Ketiga, dalam mengusulkan Kekasih calon, partai politik peserta pemilu dapat bergabung sepanjang gabungan partai politik peserta pemilu tersebut Bukan menyebabkan Penguasaan partai politik atau gabungan partai politik sehingga menyebabkan terbatasnya Kekasih calon serta terbatasnya pilihan pemilih. Keempat, partai politik peserta pemilu yang Bukan mengusulkan Kekasih calon dikenai Denda Embargo mengikuti pemilu periode berikutnya. 
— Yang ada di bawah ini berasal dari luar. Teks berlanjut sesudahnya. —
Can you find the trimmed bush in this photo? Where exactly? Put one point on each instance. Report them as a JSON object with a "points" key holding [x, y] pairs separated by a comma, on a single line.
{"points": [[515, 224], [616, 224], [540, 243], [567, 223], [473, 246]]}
Kelima, perumusan rekayasa konstitusional dimaksud, termasuk perubahan UU 7/2017, melibatkan partisipasi Sekalian pihak yang Mempunyai perhatian (concern) terhadap penyelenggaraan pemilu termasuk partai politik yang Bukan memperoleh kursi di DPR dengan menerapkan prinsip partisipasi publik yang bermakna (meaningful participation).

Menjaga pengadilan

Meski sangat lelet Buat Dapat Membikin MK siuman dan ‘bertobat’, putusan MK harus disyukuri dan dirayakan. Kado awal tahun yang indah bagi masa depan demokrasi Indonesia yang inklusif, terbuka, dan kompetitif. Bak musim semi setelah sekian lelet kebekuan musim dingin menyelimuti pilpres akibat Penguasaan koalisi gemuk serta keterbatasan pilihan berbuah polarisasi masyarakat.

Mari kita jaga pencapaian itu sembari Lanjut mengingatkan tentang pentingnya pengadilan yang independen sebagai elemen inti penjaga konstitusi dan demokrasi. Jangan Terdapat intervensi atau upaya Buat mengerdilkan pengadilan. MK harus Lanjut dikawal agar selalu berjalan di rel demokrasi konstitusional. 

Publik harus mengawal revisi UU Pemilu dan UU Pilkada yang masuk Prolegnas 2025 memuat substansi lutusan MK secara utuh dan konsisten. Mesti dipastikan asas dan prinsip pemilu demokratis diatur dengan Berkualitas. Jaga Lanjut stamina dan Pusat perhatian kita Alasan penghapusan ambang batas minimal pencalonan bukan panasea bagi Sekalian penyakit pemilu dan demokrasi Indonesia. 

Pemilu kredibel membutuhkan partai politik yang Lanjut berbenah Buat memastikan berjalannya demokrasi internal partai agar berfungsi Berkualitas sebagai instrumen demokrasi. Juga mensyaratkan adanya penyelenggara pemilu yang profesional, Berdikari, dan berintegritas. Tanpa itu Sekalian, penghapusan ambang batas Bukan akan berarti banyak.